6/17/20

I AM HIS!

So here’s the thing. I had a super long post started. I tried to be eloquent and write it the right way. You know, so it would catch your attention, so you’d want to read it, so you’d like what I wrote. Then I realized, that’s just what I wanted to share! This is my blog,with my thoughts, my prayers, my journey with God. I need to write to please Him and nobody else! That is scary, and revealing and freeing all at the same time.

I AM HIS!

He calls me by name and reaches out to me in my moments of despair and cheers for me in my moments of victory! 

I AM HIS! 

I am His yet daily I seek for, I strive for, I cling to your affirmation of me. This seeking, striving, clinging leads me to be someone I’m not. 

Don’t get me wrong, I am not saying that this means I can be self serving, rather it should lead me to be selfless. But it should also lead me to live a life in line with who Christ created me to be, not in line what I think others would want me to be. 

I wanted to please my parents so I made sure that I checked the boxes of what a good Sunday School girl looked like. My heart wasn’t always where it should be but at least most of the time it looked like I was doing what was expected of me. 

In high school, I wanted my friends to like me so I pretended to go along with them, agreeing with whatever crowd I was with at that time. 

I wanted all of the young mamas in my circle to like me so I put my girls in the same box all their children were in. I expected my children to act the same as theirs, accomplish what theirs did. I parented according to what they thought of my parenting skills; I didn’t let my children be my children, I tried to make them cookie cutter images of others. 

I wanted my husband to love me. I cooked all the meals, washed all the clothes, scrubbed all the floors. I smiled when I wanted so scream and I hid in the shower on the rare occasion I allowed myself to cry, because big girls don’t cry. 

I wanted everyone to like me all of the time. I want everyone to like me all of the time.
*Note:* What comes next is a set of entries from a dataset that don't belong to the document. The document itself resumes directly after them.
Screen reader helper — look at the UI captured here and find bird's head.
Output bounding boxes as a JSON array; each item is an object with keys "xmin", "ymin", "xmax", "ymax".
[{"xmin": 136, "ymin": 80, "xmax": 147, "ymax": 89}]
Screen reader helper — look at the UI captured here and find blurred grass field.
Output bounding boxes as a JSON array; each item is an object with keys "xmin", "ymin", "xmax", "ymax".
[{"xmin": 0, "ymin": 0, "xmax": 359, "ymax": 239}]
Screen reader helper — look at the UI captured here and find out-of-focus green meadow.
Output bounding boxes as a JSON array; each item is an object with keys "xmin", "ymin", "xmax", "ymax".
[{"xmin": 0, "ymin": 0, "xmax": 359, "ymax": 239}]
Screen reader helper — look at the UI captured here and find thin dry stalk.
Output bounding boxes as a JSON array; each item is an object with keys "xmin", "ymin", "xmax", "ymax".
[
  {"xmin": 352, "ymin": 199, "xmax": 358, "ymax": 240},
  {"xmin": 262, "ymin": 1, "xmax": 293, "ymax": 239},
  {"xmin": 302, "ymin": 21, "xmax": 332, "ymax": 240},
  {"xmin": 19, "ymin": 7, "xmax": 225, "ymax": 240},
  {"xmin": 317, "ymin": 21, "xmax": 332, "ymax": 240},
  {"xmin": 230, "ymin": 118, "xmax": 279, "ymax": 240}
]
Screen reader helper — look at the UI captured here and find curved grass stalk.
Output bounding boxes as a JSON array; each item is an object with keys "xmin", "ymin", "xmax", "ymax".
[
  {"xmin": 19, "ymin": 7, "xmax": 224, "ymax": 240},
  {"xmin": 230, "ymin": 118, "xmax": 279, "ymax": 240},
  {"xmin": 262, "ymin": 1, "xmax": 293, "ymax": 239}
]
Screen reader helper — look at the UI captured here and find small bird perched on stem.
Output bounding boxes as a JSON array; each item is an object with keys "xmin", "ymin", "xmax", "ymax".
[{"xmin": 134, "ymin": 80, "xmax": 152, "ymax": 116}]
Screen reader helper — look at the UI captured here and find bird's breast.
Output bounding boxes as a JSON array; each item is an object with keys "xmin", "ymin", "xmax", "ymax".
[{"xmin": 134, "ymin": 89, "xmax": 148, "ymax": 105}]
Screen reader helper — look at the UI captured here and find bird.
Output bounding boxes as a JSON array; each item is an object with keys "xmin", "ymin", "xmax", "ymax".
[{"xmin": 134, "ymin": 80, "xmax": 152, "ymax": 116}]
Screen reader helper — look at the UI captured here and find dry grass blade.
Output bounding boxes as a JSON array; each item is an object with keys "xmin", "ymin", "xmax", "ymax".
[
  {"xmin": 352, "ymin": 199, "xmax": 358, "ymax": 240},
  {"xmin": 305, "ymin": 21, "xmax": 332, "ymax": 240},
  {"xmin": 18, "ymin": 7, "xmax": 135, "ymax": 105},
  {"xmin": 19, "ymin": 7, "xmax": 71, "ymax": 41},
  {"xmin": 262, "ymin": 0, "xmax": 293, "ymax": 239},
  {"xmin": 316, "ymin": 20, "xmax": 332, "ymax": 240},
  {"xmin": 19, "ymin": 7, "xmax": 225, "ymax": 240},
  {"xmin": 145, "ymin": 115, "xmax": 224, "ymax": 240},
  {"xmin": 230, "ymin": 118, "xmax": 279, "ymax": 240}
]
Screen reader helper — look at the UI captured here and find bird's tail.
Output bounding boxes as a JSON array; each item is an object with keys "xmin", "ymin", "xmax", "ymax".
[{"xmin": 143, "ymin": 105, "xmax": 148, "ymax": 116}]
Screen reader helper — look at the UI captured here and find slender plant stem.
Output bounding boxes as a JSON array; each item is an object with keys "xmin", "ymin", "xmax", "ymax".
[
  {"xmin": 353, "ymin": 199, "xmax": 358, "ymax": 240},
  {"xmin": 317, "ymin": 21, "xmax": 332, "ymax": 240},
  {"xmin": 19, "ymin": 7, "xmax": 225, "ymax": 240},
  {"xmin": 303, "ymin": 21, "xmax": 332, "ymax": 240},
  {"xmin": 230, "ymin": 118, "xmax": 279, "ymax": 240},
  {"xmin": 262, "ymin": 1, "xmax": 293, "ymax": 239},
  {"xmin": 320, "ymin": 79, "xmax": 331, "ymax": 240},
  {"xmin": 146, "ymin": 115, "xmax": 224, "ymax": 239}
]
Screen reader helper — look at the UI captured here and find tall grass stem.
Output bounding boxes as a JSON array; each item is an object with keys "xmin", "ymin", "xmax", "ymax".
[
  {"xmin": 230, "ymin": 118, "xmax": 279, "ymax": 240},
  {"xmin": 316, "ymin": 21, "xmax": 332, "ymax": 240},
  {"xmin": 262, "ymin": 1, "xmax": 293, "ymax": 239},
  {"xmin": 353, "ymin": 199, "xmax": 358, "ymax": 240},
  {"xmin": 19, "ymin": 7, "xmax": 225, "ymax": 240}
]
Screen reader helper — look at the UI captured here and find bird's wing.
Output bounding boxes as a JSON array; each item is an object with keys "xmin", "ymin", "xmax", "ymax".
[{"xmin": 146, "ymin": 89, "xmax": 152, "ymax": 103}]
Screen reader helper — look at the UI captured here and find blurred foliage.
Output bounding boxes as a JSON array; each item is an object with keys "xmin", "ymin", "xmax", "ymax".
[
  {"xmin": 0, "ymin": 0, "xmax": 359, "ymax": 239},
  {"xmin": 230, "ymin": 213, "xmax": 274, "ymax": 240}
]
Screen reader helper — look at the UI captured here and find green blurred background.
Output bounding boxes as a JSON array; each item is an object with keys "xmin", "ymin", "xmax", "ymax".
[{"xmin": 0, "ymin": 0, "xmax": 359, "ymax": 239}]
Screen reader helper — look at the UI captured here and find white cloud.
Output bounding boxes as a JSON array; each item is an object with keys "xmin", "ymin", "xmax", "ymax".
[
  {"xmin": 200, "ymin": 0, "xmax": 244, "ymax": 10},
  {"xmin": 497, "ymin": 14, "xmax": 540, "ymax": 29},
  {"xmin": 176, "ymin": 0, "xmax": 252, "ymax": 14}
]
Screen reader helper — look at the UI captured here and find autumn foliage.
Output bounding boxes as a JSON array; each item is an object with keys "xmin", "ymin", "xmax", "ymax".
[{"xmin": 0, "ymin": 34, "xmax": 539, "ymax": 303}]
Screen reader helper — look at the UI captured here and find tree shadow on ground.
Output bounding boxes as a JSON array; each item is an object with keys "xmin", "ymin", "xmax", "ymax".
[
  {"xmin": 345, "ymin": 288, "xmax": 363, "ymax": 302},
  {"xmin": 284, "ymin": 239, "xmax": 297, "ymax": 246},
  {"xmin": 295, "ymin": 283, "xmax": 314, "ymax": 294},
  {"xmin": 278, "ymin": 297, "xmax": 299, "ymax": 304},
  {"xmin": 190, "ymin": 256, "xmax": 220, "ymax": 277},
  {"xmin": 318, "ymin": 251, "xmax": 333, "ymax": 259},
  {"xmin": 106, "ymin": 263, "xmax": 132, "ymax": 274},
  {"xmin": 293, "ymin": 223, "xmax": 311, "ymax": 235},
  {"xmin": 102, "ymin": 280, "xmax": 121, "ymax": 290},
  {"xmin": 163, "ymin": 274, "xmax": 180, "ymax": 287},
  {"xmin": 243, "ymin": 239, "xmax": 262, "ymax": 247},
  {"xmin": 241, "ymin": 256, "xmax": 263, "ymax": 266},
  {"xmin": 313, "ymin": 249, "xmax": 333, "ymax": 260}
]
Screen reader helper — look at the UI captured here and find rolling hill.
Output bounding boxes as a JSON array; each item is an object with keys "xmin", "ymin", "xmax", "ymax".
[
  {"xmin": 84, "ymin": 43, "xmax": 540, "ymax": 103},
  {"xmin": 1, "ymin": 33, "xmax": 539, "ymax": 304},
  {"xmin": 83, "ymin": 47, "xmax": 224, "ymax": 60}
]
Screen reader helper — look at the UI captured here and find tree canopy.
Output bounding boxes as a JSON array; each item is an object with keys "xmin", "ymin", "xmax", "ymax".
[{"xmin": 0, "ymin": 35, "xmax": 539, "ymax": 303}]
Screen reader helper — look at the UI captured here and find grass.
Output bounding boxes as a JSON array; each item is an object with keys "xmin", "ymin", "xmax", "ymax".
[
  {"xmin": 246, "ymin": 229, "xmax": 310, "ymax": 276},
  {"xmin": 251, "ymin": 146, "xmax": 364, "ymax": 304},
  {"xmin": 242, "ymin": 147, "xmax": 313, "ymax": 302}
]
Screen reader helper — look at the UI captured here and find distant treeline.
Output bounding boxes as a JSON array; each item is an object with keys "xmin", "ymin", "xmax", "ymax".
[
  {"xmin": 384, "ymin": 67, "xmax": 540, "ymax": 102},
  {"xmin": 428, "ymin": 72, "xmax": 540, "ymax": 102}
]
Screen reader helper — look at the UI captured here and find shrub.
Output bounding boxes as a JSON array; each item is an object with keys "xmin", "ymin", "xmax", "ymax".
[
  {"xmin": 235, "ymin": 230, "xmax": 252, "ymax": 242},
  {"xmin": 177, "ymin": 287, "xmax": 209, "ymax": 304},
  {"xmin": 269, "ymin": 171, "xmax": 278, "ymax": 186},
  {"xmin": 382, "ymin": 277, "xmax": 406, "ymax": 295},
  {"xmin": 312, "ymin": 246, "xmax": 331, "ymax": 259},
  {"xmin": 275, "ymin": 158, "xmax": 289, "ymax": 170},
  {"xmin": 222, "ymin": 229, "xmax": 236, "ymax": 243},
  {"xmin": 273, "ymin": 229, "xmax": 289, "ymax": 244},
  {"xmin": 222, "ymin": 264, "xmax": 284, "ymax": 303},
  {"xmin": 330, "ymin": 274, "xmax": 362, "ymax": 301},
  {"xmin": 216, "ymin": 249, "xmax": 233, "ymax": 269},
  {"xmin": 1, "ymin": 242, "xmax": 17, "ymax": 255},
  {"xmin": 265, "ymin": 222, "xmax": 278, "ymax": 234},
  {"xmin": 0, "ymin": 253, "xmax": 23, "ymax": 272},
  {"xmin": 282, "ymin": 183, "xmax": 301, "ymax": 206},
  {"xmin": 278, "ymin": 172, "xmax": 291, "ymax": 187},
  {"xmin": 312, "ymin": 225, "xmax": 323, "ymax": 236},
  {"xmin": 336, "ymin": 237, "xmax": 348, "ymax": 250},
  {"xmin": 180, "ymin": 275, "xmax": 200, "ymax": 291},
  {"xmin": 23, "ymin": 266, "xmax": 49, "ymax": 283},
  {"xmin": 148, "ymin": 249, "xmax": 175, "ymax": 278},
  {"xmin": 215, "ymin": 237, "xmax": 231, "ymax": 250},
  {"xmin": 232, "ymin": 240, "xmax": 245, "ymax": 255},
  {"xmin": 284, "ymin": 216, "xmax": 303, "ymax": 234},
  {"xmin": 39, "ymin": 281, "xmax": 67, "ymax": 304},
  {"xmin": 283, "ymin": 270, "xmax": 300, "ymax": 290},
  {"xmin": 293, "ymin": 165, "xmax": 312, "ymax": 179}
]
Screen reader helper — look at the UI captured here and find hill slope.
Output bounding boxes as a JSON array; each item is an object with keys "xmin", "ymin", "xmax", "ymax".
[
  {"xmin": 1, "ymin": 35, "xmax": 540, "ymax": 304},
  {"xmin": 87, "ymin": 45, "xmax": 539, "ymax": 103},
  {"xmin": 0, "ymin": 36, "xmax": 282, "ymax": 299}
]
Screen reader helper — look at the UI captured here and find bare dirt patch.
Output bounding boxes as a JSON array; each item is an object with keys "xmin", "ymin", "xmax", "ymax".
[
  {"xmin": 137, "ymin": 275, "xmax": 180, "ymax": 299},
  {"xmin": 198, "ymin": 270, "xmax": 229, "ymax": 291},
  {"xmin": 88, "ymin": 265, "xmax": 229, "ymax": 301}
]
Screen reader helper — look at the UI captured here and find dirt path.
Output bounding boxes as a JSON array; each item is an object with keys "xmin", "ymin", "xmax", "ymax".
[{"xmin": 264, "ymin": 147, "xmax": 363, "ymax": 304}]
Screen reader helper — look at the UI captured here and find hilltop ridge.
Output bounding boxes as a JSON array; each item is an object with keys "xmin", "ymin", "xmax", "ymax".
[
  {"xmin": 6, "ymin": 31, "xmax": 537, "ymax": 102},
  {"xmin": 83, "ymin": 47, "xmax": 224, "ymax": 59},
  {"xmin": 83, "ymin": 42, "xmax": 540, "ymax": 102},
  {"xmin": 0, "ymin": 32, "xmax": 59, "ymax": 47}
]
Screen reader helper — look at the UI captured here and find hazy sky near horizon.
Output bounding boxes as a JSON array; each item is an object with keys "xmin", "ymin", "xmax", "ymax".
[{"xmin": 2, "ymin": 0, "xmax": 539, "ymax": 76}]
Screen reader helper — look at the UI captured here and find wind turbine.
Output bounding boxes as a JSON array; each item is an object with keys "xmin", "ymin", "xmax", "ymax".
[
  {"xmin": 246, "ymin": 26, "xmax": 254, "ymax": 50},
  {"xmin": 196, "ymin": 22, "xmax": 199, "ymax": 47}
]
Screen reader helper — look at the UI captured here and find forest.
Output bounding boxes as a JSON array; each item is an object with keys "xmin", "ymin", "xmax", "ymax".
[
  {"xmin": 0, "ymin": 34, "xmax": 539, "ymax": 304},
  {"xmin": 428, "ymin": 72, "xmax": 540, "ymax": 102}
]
I smile and I agree and I still do all the things. 

I try to check the boxes that make others see me as a good daughter, sister, wife, mom, grandma, friend, Christian. I live to gain approval and be good enough to be loved. 

I AM HIS! 

I need to stop checking all the boxes. I need to stop putting on a smiling face all the time. 

I AM HIS!

I need to seek His approval, His love and His affirmation. In finding my all in His finished work in the cross, I will be full! He created me, He knows me, He loves me. I am his cherished Child and I am His beloved bride!  

I do not need to seek the approval of any man (or woman or child). This will not make me selfish, but it will make me more selfless. If my worth, my acceptance, my peace is placed in Him and Him alone, I will find peace. I will not need to seek the approval or the affirmation of others. I will be free to live wholeheartedly, to serve willingly to smile joyfully. 

I AM HIS!

He wants to mold me and make me into Who and Whose I was created to be! He can be and will be my all in all, if I let Him! 

I AM HIS! 

I need to stop checking the boxes. I need to stop trading what is best for what I think is good. I need to grow past my need of expecting anyone or anything other than Him to fill me, affirm me or approve of me. If I seek His face at all times, my service can be done in love. I can live in a way that pleases Him and not man, knowing that I don’t need man’s approvals or accolades or affirmations, because I already have all of those things from my ABBA Daddy! He is the creator of the heavens and the earth, of the grains of sand and the mountains, of the sun moon and stars and yet, I AM HIS!